Les drames du XXe siècle
Pour les chrétiens d’Orient, le XXe siècle fut marqué par les persécutions et les massacres, qui se poursuivent encore aujourd’hui. L’exposition évoque justement le massacre des Arméniens perpétrés par les Ottomans et piloté par les Jeunes Turcs. Il s’est déroulé entre 1915 et 1916 pour le gros des massacres et a été poursuivi jusqu’en 1923. Il est difficile de connaître avec précision le nombre de morts. Il est évalué actuellement au deux tiers de la population arménienne vivant dans l’Empire, soit 1.5 million de personnes. L’exposition évoque aussi le massacre des Assyriens. C’est une excellente chose, car celui-ci est très souvent passé sous silence. En parallèle des tueries contre les Arméniens, les Assyriens sont déportés de leur zone de peuplement pour être internés ou mourir dans les déportations. Les estimations actuelles varient entre 250 000 et 700 000 morts, soit entre la moitié et 70% de la population. Ces Assyriens sont des Chaldéens, des Syriaques, des Araméens, tous chrétiens. Les massacres ont été perpétrés entre 1914 et 1920. Or ceux-ci vivaient dans la région actuellement appelée Kurdistan et les massacres ont été perpétrés par les Turcs et par les Kurdes, qui ont planifié cette épuration ethnique afin de pouvoir ensuite proclamer leur indépendance au nom de l’unité du Kurdistan. Si la conférence de la paix n’a pas voulu créer un Kurdistan indépendant en 1920, c’est notamment parce que certains ambassadeurs ne voulaient pas donner un État aux Kurdes qui venaient de massacrer autant de personnes. Les Kurdes se sont bien gardés de rappeler cela lorsqu’ils ont proclamé leur indépendance début octobre 2017.

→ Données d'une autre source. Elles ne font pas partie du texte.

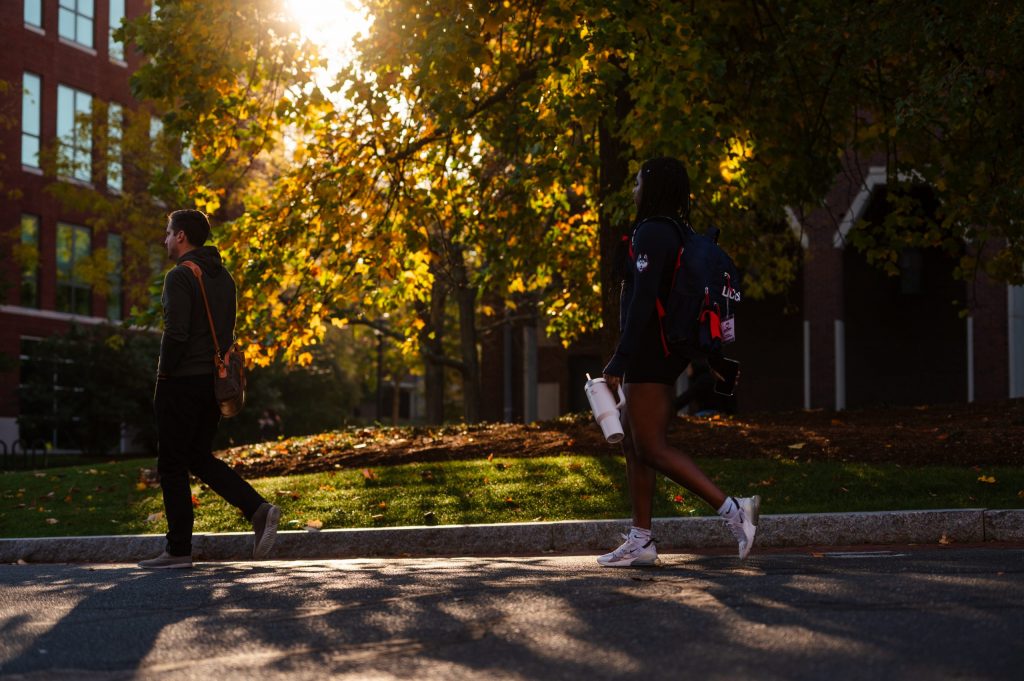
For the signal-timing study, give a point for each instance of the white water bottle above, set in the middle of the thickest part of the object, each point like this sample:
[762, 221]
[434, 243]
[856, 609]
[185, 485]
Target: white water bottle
[606, 410]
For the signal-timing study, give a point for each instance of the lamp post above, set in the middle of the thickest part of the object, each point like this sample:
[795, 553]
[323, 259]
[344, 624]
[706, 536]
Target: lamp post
[380, 376]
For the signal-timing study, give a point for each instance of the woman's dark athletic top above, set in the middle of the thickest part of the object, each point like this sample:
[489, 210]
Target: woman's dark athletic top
[640, 355]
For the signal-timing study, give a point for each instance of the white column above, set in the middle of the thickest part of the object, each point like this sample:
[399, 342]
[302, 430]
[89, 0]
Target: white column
[840, 365]
[529, 374]
[970, 358]
[1015, 338]
[807, 364]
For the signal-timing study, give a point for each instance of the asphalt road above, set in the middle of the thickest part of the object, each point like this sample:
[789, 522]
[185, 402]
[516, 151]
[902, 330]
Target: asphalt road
[896, 613]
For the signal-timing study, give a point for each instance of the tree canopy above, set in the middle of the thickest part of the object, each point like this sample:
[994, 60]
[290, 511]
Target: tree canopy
[474, 160]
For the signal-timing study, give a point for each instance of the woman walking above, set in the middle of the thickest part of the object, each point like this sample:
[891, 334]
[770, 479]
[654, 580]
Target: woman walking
[662, 196]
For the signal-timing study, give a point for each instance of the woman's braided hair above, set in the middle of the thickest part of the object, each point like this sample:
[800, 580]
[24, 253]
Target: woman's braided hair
[666, 189]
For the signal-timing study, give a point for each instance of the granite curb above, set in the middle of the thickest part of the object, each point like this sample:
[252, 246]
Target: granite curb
[932, 526]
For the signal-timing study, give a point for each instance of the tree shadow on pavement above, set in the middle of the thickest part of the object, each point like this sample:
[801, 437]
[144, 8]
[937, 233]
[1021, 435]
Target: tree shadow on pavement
[777, 616]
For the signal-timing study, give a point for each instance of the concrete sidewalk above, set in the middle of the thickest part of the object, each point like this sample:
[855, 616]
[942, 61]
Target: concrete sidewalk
[955, 526]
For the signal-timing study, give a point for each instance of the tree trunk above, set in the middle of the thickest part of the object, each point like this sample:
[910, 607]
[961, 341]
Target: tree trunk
[614, 174]
[432, 314]
[466, 297]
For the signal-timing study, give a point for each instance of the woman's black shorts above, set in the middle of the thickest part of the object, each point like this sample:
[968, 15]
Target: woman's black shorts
[649, 365]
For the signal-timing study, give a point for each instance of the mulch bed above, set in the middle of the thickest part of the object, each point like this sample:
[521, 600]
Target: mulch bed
[986, 433]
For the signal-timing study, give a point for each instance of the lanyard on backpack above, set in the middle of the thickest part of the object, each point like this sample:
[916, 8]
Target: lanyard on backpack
[728, 323]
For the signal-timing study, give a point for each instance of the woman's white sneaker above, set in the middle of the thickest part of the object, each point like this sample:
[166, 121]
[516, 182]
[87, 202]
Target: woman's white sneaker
[743, 523]
[633, 553]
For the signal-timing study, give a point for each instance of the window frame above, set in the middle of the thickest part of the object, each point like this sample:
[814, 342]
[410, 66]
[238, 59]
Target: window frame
[30, 275]
[79, 298]
[116, 48]
[32, 100]
[80, 22]
[115, 137]
[79, 137]
[35, 7]
[115, 295]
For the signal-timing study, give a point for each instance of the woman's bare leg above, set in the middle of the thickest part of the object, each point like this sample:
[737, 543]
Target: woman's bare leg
[641, 480]
[649, 407]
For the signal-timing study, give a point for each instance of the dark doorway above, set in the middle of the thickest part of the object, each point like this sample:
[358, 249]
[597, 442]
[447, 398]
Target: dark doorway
[905, 341]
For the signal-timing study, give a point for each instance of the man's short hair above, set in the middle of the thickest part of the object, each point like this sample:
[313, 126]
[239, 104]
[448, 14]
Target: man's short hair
[193, 222]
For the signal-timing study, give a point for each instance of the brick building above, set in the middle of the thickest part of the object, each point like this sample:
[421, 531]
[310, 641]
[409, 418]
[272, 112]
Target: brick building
[58, 59]
[846, 335]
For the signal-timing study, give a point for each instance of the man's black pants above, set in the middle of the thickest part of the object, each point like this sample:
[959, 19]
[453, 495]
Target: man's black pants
[186, 422]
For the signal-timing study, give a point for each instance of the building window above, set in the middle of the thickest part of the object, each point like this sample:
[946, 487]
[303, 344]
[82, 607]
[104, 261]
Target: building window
[115, 125]
[47, 398]
[74, 248]
[75, 20]
[115, 296]
[28, 255]
[115, 47]
[34, 13]
[74, 131]
[32, 87]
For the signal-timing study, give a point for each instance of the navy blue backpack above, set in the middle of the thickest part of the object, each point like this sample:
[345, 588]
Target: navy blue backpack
[699, 314]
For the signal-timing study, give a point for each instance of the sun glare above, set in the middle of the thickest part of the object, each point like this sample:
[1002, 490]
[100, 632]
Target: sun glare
[333, 25]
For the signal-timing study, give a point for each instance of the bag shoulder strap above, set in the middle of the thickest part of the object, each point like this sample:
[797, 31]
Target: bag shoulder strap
[198, 271]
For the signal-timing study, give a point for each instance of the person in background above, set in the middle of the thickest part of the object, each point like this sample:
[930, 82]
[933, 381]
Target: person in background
[662, 195]
[186, 410]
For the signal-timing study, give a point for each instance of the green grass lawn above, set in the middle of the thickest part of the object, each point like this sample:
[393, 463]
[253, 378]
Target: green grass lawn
[110, 499]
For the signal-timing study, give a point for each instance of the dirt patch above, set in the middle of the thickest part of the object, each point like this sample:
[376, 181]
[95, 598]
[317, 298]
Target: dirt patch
[960, 434]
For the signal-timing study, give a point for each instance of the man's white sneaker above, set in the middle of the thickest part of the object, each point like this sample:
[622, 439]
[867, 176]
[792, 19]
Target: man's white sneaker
[743, 523]
[632, 553]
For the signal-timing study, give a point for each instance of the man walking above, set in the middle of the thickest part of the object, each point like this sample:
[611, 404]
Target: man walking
[186, 410]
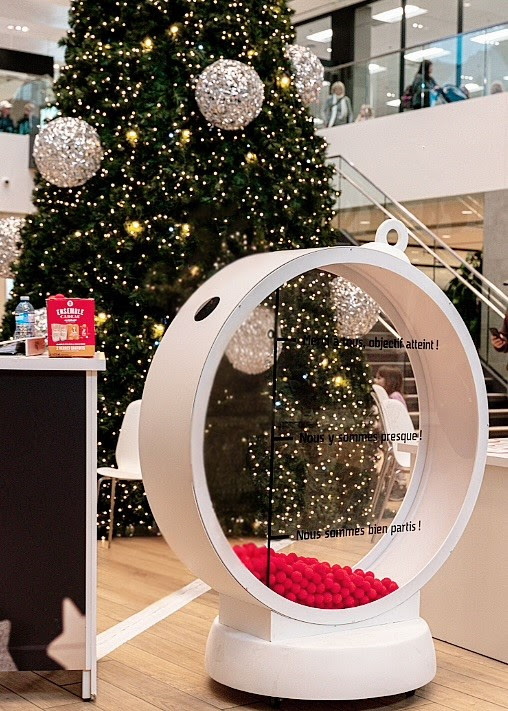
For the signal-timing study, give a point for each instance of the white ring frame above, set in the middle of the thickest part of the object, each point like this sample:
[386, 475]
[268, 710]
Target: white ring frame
[454, 419]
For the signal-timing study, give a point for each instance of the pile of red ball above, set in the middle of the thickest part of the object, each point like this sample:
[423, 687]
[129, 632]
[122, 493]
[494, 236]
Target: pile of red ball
[311, 582]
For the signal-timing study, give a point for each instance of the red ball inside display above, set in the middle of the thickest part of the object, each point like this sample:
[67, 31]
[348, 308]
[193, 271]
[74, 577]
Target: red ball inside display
[314, 583]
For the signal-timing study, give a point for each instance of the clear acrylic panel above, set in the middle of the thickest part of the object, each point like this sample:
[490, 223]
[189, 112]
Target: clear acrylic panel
[310, 407]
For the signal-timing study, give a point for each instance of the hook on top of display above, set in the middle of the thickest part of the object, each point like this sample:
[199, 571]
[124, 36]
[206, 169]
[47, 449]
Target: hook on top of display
[381, 243]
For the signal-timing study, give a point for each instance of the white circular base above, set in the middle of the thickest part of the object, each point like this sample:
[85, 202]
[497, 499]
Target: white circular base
[358, 663]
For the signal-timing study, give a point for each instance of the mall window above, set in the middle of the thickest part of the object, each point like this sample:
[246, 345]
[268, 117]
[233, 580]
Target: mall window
[483, 13]
[430, 20]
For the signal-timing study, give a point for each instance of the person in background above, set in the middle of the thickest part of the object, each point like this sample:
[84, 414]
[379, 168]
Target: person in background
[390, 378]
[338, 109]
[366, 113]
[423, 86]
[6, 123]
[25, 123]
[496, 87]
[500, 343]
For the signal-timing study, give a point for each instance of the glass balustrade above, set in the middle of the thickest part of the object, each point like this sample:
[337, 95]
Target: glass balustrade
[474, 62]
[433, 226]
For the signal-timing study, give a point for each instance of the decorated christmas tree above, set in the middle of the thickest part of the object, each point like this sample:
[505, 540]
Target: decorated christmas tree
[185, 163]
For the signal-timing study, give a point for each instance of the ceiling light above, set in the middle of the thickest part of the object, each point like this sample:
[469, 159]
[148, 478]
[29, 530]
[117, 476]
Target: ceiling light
[323, 36]
[395, 15]
[491, 37]
[429, 53]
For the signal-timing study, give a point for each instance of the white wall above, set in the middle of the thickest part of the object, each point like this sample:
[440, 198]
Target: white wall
[449, 149]
[16, 195]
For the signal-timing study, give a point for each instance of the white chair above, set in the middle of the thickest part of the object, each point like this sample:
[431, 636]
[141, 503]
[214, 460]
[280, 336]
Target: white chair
[380, 392]
[126, 456]
[396, 419]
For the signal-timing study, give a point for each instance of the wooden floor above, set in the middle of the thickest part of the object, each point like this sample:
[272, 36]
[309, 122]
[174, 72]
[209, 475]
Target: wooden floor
[163, 668]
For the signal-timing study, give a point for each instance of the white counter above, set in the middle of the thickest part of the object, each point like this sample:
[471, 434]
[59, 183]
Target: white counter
[44, 362]
[48, 512]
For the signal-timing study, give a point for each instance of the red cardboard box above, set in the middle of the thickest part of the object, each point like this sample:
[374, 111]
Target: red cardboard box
[71, 327]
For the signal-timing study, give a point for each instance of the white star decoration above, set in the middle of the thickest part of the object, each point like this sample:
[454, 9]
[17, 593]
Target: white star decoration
[68, 649]
[6, 661]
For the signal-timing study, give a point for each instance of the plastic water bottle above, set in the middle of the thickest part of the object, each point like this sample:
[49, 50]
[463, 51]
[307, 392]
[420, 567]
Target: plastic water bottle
[25, 319]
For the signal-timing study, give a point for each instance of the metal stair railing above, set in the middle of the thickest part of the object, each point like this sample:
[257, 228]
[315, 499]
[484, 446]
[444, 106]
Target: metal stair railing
[498, 302]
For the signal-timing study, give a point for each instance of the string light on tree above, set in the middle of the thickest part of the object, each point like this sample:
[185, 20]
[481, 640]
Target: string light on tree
[284, 81]
[134, 228]
[185, 136]
[132, 136]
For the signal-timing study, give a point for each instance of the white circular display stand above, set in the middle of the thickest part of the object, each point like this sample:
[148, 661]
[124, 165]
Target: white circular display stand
[262, 642]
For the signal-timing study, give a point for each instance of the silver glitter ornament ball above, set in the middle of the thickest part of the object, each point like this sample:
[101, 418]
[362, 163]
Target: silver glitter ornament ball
[308, 72]
[251, 348]
[355, 312]
[68, 152]
[9, 235]
[229, 94]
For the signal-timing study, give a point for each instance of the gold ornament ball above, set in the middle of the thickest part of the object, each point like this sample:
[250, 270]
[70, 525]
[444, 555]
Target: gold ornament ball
[132, 136]
[134, 228]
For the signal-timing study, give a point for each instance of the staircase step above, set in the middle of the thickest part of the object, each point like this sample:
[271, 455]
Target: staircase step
[499, 415]
[497, 400]
[498, 431]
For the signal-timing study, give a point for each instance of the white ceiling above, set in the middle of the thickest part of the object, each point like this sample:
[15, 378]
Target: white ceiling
[47, 22]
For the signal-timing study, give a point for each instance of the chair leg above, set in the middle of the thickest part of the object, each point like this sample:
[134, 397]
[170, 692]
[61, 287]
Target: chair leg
[112, 511]
[388, 491]
[385, 467]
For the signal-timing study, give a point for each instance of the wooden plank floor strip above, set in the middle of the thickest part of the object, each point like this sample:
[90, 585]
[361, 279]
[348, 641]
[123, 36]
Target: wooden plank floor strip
[141, 621]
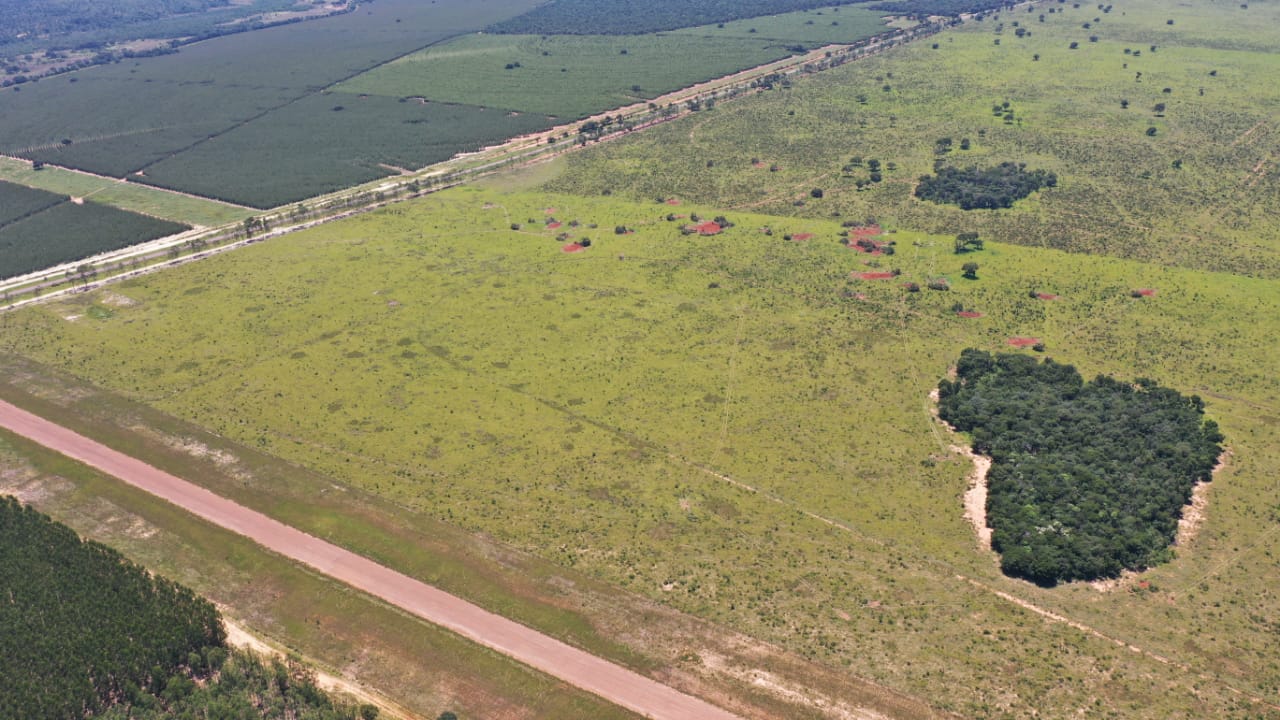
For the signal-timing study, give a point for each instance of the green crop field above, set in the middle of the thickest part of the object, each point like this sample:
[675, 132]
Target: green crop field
[126, 196]
[839, 24]
[39, 229]
[333, 140]
[592, 408]
[1202, 192]
[563, 74]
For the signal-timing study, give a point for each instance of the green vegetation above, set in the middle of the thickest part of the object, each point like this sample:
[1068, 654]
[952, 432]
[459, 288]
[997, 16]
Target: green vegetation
[127, 196]
[1087, 479]
[483, 378]
[563, 76]
[1118, 188]
[40, 229]
[844, 24]
[333, 140]
[18, 203]
[296, 609]
[634, 17]
[82, 627]
[987, 188]
[946, 8]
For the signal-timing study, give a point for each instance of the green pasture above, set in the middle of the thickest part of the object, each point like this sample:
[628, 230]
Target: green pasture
[122, 118]
[567, 76]
[1201, 192]
[126, 196]
[425, 669]
[837, 24]
[593, 409]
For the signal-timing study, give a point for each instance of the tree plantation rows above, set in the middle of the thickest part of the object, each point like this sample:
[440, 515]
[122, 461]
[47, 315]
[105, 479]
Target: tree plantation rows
[83, 632]
[1087, 479]
[81, 627]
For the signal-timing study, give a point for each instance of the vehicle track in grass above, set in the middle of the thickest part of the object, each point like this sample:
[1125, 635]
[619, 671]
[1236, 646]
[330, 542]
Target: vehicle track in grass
[551, 656]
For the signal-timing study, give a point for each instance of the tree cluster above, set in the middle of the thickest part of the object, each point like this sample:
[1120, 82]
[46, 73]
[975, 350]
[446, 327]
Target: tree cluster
[1087, 479]
[973, 188]
[82, 627]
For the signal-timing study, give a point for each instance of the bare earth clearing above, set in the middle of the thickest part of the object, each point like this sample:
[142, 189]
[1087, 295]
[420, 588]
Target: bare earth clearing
[575, 666]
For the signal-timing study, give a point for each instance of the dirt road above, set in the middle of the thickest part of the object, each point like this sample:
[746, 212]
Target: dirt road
[548, 655]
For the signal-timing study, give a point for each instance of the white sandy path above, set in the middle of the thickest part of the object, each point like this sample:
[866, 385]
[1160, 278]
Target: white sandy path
[548, 655]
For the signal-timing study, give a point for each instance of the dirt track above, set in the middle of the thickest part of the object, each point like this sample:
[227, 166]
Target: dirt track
[548, 655]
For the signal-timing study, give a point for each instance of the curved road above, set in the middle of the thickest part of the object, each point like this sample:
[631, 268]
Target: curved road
[575, 666]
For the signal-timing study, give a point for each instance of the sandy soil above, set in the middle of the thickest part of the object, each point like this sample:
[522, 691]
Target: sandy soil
[548, 655]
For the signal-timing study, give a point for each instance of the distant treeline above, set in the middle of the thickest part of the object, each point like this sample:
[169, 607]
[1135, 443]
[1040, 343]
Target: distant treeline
[1087, 479]
[973, 188]
[944, 8]
[638, 17]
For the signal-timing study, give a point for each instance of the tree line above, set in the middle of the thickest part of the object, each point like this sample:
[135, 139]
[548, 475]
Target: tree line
[987, 188]
[85, 632]
[1087, 478]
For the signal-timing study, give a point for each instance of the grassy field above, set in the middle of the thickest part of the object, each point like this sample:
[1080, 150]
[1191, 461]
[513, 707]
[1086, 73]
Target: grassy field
[565, 76]
[590, 409]
[1201, 192]
[426, 669]
[40, 229]
[126, 196]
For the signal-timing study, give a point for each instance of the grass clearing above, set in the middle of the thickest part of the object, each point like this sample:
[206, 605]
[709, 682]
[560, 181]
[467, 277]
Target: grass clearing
[126, 196]
[1201, 194]
[572, 405]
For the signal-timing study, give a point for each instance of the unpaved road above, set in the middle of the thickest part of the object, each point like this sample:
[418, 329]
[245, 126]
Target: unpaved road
[548, 655]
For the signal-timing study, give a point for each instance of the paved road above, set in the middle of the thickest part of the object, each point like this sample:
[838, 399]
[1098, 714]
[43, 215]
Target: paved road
[575, 666]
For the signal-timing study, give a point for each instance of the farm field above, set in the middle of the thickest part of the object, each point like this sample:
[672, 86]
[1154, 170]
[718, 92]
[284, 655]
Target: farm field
[735, 427]
[574, 76]
[156, 109]
[1201, 192]
[836, 24]
[39, 229]
[126, 196]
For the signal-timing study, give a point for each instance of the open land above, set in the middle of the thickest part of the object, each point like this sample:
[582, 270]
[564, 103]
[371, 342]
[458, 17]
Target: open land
[775, 443]
[736, 429]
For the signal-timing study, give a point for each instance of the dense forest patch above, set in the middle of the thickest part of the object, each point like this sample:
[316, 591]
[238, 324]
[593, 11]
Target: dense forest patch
[81, 627]
[632, 17]
[946, 8]
[973, 188]
[1087, 479]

Parallèlement à cela eurent lieu les massacres des Grecs du Pont. Entre 1916 et 1923, ce sont environ 350 000 Grecs vivant dans la région du Pont qui furent déportés et massacrés par les Turcs. Entre les Arméniens, les Assyriens et les Grecs on obtient un nombre de morts proche de 2.5 millions de personnes. Les chrétiens qui représentaient 20% de la population du Moyen-Orient en 1900 en représentent 3% aujourd’hui. Certes, les Arabes musulmans ont une plus grande fécondité que les Arabes chrétiens, mais les massacres et les déportations forcées expliquent aussi en partie cette évolution.
En présentant sobrement et rationnellement ces deux mille ans d’histoire, cette exposition permet de mieux appréhender la géopolitique très complexe de l’Orient.